I didn’t really like pumpkin soup until I had some at a friend’s house a few years back and it completely changed my opinion on the matter. I have never found a recipe quite like hers, so I’ve included two different options down below. One from Cookie and Kate and one via ChefTube. Both use coconut milk rather than cream, though that is a personal preference on my part. Feel free to try both and learn which you prefer.

https://cookieandkate.com/creamy-vegan-pumpkin-soup/print/23708/

Really, pumpkin soup is about the easiest thing in the world once you already have roast pumpkin on hand. So easy I might just have to do a recipe video of my own in the very near future…


Pumpkin Pancakes

Not normally one for a sugary breakfast, even I will yield to the power of Brunch every once in a blue moon.
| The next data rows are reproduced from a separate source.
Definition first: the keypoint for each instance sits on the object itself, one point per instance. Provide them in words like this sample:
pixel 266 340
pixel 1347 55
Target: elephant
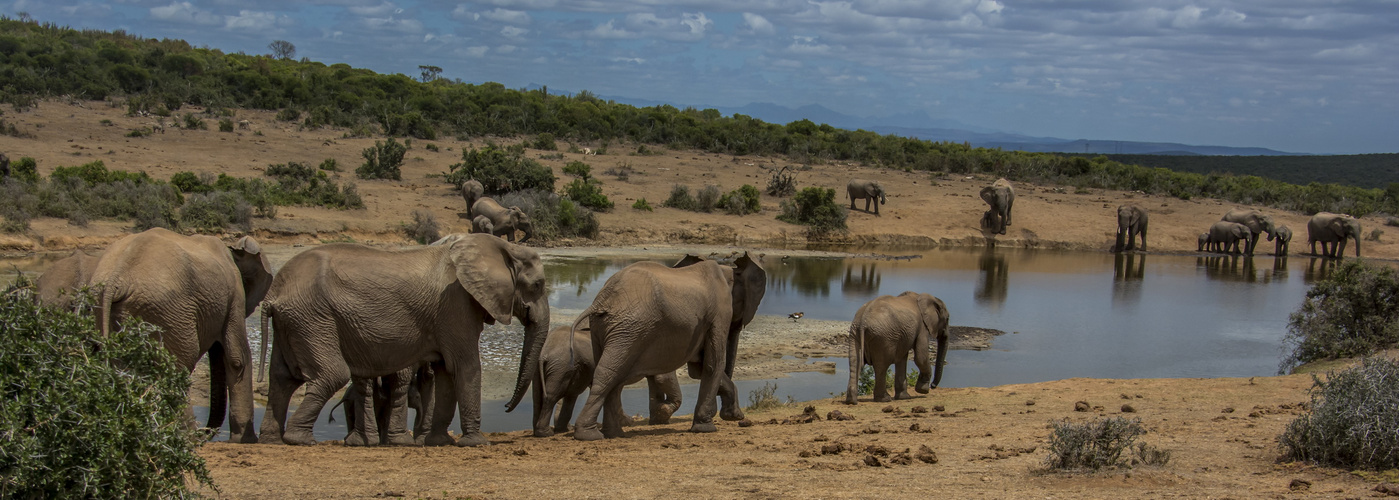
pixel 1131 223
pixel 472 191
pixel 1224 237
pixel 1257 221
pixel 199 292
pixel 504 220
pixel 1332 230
pixel 58 283
pixel 483 224
pixel 1282 235
pixel 1000 196
pixel 567 370
pixel 651 320
pixel 868 191
pixel 347 310
pixel 883 332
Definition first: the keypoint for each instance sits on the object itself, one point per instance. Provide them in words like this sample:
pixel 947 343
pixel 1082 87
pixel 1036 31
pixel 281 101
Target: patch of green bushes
pixel 87 415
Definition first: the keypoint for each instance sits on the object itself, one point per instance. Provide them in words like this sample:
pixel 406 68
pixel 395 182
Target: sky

Pumpkin pancakes can walk a delicate line between sweet and savory, depending on your preference and the use of additional ingredients. But this recipe from Jamie at MyBakingAddiction is a great place to start.

I usually skip the pumpkin spice all together but do add a little bit of cinnamon and even a little coriander and nutmeg if I have it (as I said, I like them savory). Add toasted pecans for a bite, chocolate chips for the kids, or even a little bit of rum for the adults – the possibilities are endless.


Well, there you have it! Five different fun fall pumpkin recipes that actually do this vegetable justice. Now maybe we can talk about putting this delicious autumn squash to a better use than your coffee?